O Governo rejubilou com o
encaixe... Mas vejamos a coisa mais em pormenor. O grupo francês Vinci tem 37%
da Lusoponte, uma PPP (parceria público-privada) constituída com a Mota-Engil e
assente numa especialidade nacional: o monopólio (mais um) das travessias sobre
o Tejo.
Ora é por aqui que percebo por
que consegue a Vinci pagar muito mais do que os concorrentes à ANA. As
estimativas indicam que a mudança do aeroporto da Portela para Alcochete venha
a gerar um tráfego de 50 mil veículos e camiões diários entre Lisboa e a nova
cidade aeroportuária. É fazer as contas, como diria o outro...
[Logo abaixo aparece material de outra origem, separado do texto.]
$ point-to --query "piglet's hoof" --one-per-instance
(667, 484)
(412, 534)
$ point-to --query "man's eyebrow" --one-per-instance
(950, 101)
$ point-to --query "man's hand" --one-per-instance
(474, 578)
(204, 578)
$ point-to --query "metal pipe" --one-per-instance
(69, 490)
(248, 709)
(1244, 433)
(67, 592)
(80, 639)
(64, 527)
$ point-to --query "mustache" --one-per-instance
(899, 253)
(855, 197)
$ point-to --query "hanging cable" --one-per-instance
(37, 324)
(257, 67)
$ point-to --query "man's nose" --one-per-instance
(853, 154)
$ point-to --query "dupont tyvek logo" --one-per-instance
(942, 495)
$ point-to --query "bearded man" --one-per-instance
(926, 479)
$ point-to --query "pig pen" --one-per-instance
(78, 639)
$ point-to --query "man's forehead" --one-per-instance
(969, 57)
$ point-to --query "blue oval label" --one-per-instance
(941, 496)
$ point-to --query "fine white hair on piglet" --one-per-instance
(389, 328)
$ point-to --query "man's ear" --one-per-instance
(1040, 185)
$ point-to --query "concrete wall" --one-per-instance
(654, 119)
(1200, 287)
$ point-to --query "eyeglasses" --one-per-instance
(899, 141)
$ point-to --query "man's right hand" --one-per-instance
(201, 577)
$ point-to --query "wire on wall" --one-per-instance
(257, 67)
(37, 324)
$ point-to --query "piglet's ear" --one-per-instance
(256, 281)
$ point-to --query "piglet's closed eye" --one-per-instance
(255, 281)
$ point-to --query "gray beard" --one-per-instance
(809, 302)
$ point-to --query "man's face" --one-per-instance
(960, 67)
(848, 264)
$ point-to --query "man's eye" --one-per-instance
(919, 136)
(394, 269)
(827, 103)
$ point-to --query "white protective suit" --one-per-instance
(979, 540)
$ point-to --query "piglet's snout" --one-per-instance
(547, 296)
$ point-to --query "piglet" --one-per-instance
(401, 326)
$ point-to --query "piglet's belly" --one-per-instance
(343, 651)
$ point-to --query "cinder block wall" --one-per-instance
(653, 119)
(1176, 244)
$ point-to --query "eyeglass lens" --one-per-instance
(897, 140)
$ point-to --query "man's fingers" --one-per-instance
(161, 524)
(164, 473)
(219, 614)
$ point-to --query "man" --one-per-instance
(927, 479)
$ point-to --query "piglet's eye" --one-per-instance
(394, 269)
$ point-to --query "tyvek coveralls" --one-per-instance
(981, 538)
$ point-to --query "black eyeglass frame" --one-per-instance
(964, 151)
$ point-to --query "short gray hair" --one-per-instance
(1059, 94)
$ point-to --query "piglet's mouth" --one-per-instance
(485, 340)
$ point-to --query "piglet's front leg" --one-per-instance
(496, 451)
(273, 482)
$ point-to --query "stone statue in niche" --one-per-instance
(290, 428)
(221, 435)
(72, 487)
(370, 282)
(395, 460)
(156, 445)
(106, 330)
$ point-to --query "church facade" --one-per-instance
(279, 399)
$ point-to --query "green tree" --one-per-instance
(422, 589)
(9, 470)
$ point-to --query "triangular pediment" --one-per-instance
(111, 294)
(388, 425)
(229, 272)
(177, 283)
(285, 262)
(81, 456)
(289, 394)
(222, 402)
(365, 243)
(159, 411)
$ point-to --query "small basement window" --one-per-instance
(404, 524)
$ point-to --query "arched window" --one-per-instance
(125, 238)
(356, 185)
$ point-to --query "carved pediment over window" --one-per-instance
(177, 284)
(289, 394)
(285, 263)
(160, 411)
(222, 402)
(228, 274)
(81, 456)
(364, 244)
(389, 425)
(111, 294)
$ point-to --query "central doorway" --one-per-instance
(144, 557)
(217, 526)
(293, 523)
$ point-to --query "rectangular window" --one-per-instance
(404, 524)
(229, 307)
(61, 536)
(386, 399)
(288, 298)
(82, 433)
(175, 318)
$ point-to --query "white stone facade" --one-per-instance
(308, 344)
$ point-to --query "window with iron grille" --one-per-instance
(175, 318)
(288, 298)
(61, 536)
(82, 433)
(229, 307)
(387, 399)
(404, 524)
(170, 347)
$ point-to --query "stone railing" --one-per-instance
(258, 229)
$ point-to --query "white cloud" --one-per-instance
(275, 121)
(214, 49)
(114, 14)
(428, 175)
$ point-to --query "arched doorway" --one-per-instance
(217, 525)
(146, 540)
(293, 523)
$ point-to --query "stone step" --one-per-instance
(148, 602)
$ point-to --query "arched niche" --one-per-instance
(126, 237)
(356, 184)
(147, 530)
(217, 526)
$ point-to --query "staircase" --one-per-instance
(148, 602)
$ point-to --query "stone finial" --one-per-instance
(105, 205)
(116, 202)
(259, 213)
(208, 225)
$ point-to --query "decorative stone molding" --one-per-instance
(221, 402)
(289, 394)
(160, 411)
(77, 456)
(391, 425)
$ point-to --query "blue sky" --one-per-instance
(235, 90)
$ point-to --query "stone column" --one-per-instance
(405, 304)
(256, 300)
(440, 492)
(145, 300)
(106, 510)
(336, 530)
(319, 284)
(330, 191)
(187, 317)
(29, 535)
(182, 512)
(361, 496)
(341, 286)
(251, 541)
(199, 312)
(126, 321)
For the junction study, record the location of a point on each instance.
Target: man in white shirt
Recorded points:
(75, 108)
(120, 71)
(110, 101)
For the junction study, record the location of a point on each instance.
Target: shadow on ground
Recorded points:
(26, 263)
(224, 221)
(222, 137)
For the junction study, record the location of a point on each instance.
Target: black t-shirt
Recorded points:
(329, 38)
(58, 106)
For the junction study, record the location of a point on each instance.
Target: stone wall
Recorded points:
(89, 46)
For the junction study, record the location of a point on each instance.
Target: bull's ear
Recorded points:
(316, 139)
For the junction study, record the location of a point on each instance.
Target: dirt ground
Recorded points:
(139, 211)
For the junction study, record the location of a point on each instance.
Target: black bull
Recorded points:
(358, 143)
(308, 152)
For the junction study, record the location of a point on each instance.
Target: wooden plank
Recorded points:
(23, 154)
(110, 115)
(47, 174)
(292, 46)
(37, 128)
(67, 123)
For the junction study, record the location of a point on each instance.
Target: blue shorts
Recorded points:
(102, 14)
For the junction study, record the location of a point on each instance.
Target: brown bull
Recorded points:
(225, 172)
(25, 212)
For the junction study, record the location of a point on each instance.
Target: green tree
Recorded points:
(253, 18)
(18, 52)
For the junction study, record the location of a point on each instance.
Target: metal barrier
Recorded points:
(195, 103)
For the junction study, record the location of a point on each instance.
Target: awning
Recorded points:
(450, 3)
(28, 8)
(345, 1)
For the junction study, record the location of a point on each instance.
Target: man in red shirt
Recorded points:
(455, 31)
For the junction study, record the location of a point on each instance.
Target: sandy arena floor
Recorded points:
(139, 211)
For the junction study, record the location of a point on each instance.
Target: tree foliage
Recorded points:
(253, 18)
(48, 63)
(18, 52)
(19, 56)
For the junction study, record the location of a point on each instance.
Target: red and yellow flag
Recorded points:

Mas isto só será lucro quando
houver um novo aeroporto. Sabemos que a construção de Alcochete depende da
saturação da Portela. Para o fazer, a Vinci tem a faca e o queijo na mão. Para
começar pode, por exemplo, abrir as portas à Ryanair. No dia em que isso
acontecer, a low-cost irlandesa deixa de fazer do Porto a principal porta de
entrada, gerando um desequilíbrio turístico ainda mais acentuado a favor da
capital. A Ryanair não vai manter 37 destinos em direção ao Porto se puder
aterrar também em Lisboa.
Portanto, num primeiro momento os
franceses podem apostar em baixar as taxas para as low-cost e os incautos
aplaudirão. Todavia, a prazo, gerarão a necessidade de um novo aeroporto
através do aumento de passageiros. Quando isso acontecer, a Vinci (certamente
com os seus amigos da Mota-Engil) monta um apetecível sindicato de construção
(a sua especialidade) e financiamento (com bancos parceiros). A obra do século
em Portugal. Bingo! O Estado português será certamente chamado a dar avais e a
negociar com a União Europeia fundos estruturais para a nova cidade
aeroportuária de Alcochete. Bingo! A Portela ficará livre para os interesses
imobiliários ligados ao Bloco Central que sempre existiram para o local. Bingo!
Mas isto não fica por aqui porque
não se pode mudar um aeroporto para 50 quilómetros de distância da capital sem
se levar o comboio até lá. Portanto, é preciso fazer-se uma ponte ferroviária
para ligar Alcochete ao centro de Lisboa. E já agora, com tanto trânsito, outra
para carros (ou em alternativa uma ponte apenas, rodoferroviária). Surge
portanto e finalmente a prevista ponte Chelas-Barreiro (por onde, já agora,
pode passar também o futuro TGV Lisboa-Madrid). Bingo! E, já agora: quem detém
o monopólio e know-how das travessias do Tejo? Exatamente, a Lusoponte (Mota-Engil
e Vinci). Que concorrerá à nova obra. Mas, mesmo que não ganhe, diz o contrato
com o Estado, terá de ser indemnizada pela perda de receitas na Vasco da Gama e
25 de Abril por força da existência de uma nova ponte. Bingo!
Um destes dias acordaremos, portanto, perante o facto consumado: o imperativo da construção do novo grande aeroporto de Lisboa, em Alcochete, a indispensável terceira travessia sobre o Tejo, e a concentração de fundos europeus e financiamento neste colossal investimento na capital. O resto do país nada tem a ver com isto porque a decisão não é política, é privada, é o mercado... E far-se-á. Sem marcha-atrás porque o contrato agora assinado já o previa e todos gostamos muito de receber três mil milhões pela ANA, certo? O casamento resultará nisto: se correr bem, os franceses e grupos envolvidos ganham. Correndo mal, pagamos nós. Se ainda estivermos em Portugal, claro.